By Anasse Bari, Mohamed Chaouchi, Tommy Jung

After it’s initially collected, data is usually in a dispersed state; it resides in multiple systems or databases and must be analyzed before predicting anything. Before you can use it for a predictive analytics model, you have to consolidate it into one place. Also, you don’t want to work on data that resides in operational systems — that’s asking for trouble.

Instead, place a portion of it somewhere where you can work on it freely without affecting operations. ETL (extract, transform and load) is the process that achieves that desirable state.

Many organizations have multiple databases; your predictive model will likely utilize data from all of them. ETL is the process that collects all the information needed and places it in a separate environment where you can run your analysis.

ETL is not, however, a once-and-for-all operation; usually it’s an ongoing process that refreshes the data and keeps it up to date. Be sure you run your ETL processes at night or at other times when the load on the operational system is low.

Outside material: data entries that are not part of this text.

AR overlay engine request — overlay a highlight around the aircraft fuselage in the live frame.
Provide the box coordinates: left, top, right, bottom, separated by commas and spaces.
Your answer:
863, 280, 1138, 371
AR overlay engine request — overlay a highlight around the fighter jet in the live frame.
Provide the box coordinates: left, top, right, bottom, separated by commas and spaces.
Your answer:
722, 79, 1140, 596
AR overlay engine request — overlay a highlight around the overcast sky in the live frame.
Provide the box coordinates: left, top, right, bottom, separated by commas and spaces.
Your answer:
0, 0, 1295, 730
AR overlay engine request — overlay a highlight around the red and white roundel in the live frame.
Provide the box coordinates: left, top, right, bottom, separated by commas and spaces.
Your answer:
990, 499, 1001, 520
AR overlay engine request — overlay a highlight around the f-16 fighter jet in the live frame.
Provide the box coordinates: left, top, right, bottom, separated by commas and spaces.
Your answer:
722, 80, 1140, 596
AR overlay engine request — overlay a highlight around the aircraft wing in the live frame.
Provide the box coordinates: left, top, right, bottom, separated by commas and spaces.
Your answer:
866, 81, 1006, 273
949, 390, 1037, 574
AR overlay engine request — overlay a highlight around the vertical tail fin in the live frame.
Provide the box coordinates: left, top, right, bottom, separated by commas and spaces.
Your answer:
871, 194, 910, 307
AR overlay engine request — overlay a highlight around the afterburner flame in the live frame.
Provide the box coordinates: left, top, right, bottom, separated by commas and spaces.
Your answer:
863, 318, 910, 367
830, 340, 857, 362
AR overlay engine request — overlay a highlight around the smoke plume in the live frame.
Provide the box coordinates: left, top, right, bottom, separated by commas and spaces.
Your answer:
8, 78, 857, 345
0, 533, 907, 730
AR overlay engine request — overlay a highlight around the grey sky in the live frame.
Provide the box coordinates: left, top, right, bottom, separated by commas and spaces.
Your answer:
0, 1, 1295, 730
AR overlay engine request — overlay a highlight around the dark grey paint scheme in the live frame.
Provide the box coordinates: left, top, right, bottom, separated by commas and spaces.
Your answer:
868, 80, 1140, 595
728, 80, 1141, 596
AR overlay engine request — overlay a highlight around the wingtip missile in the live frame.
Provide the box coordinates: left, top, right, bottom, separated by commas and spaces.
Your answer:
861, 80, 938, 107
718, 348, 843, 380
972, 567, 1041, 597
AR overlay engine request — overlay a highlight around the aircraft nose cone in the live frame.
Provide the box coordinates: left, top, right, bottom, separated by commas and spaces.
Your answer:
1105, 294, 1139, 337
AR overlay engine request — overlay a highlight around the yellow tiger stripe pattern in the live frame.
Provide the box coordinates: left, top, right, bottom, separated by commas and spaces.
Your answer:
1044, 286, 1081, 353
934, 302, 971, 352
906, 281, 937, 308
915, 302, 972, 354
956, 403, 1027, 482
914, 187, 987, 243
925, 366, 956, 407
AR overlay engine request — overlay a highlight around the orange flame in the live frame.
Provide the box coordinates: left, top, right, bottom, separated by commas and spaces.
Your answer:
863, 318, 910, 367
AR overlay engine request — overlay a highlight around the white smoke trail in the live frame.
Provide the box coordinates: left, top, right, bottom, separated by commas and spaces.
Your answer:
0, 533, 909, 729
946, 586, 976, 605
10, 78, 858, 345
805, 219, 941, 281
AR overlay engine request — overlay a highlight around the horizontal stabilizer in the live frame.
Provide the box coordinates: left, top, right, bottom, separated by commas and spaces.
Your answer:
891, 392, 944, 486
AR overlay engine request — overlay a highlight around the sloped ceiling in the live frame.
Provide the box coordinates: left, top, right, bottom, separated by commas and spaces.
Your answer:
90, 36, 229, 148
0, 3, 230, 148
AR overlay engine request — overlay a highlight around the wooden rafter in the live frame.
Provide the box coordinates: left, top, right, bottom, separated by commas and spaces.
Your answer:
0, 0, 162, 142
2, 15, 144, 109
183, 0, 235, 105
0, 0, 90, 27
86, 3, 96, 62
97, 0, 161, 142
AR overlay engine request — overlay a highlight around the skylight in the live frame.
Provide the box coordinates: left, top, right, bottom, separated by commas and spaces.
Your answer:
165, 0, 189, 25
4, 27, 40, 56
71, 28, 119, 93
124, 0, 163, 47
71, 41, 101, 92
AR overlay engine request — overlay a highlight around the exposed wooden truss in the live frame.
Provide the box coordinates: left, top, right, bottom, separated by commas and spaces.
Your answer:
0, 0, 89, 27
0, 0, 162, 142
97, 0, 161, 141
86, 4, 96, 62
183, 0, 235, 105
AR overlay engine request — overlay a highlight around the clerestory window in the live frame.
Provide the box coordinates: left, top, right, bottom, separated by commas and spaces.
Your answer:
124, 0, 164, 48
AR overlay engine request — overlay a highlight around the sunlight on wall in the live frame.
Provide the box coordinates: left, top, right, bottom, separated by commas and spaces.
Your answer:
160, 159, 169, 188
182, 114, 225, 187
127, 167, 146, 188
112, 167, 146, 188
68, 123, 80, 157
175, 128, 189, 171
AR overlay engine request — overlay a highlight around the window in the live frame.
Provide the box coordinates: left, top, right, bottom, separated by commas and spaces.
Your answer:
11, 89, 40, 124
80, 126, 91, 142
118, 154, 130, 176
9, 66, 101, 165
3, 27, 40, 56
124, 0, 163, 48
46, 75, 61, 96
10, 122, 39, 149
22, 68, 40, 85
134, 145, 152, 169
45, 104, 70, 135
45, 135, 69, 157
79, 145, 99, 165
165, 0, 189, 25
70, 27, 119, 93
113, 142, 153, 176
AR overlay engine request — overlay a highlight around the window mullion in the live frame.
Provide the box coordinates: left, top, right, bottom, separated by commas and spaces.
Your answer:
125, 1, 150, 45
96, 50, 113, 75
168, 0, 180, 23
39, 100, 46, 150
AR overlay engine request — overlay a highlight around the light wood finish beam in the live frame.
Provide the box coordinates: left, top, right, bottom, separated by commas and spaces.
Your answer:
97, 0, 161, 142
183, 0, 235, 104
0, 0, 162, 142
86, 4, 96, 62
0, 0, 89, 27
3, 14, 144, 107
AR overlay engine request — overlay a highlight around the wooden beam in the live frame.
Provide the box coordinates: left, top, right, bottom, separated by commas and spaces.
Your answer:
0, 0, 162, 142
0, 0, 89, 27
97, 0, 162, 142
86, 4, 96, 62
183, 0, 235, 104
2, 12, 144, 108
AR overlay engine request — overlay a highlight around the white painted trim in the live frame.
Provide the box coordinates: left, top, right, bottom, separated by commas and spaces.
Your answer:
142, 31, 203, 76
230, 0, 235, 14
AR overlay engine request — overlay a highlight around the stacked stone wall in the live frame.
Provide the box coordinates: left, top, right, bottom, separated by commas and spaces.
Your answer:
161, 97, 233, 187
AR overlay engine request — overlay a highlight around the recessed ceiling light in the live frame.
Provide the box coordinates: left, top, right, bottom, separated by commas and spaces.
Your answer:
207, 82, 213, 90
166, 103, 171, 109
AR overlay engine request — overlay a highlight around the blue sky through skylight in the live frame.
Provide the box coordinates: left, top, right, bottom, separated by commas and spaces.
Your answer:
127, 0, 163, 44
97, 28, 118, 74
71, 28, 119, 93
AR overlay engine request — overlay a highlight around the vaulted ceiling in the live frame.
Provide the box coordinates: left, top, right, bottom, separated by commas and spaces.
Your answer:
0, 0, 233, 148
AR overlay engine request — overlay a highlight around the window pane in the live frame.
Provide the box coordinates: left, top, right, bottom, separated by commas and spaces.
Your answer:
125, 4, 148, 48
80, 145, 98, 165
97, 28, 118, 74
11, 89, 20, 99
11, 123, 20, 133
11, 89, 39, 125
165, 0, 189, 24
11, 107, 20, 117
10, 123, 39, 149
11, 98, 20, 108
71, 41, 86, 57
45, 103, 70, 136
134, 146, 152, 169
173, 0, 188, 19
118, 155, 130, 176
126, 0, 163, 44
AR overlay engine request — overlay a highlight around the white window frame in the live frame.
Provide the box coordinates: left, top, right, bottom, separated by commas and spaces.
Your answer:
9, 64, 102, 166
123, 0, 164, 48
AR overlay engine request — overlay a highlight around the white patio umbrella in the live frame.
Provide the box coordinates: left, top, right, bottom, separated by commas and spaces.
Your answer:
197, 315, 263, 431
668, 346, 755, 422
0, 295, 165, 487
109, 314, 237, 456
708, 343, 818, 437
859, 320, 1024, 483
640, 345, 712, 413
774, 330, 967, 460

  • The extraction step collects the desired data in its raw form from operational systems.

  • The transformation step makes the collected data ready to be used in your predictive model — merging it, generating the desired derived attributes, and putting the transformed data in the appropriate format to fit business requirements.

  • The loading step places the data in its designated location, where you can run your analysis on it — for example, in a data mart, data warehouse, or another database.

You should follow a systematic approach to build your ETL processes to fulfill the business requirements. It’s a good practice to keep a copy of the original data in a separate area so you can always go back to it in case an error disrupts the transformation or the loading steps of the processes.

Your ETL process should incorporate modularity — separating the tasks and accomplishing the work in stages. This approach has advantages in case you want to reprocess or reload the data, or if you want to use some of that data for a different analysis or to build different predictive models. The design of your ETL should be able to accommodate major business requirement changes — with minimal changes to your ETL process.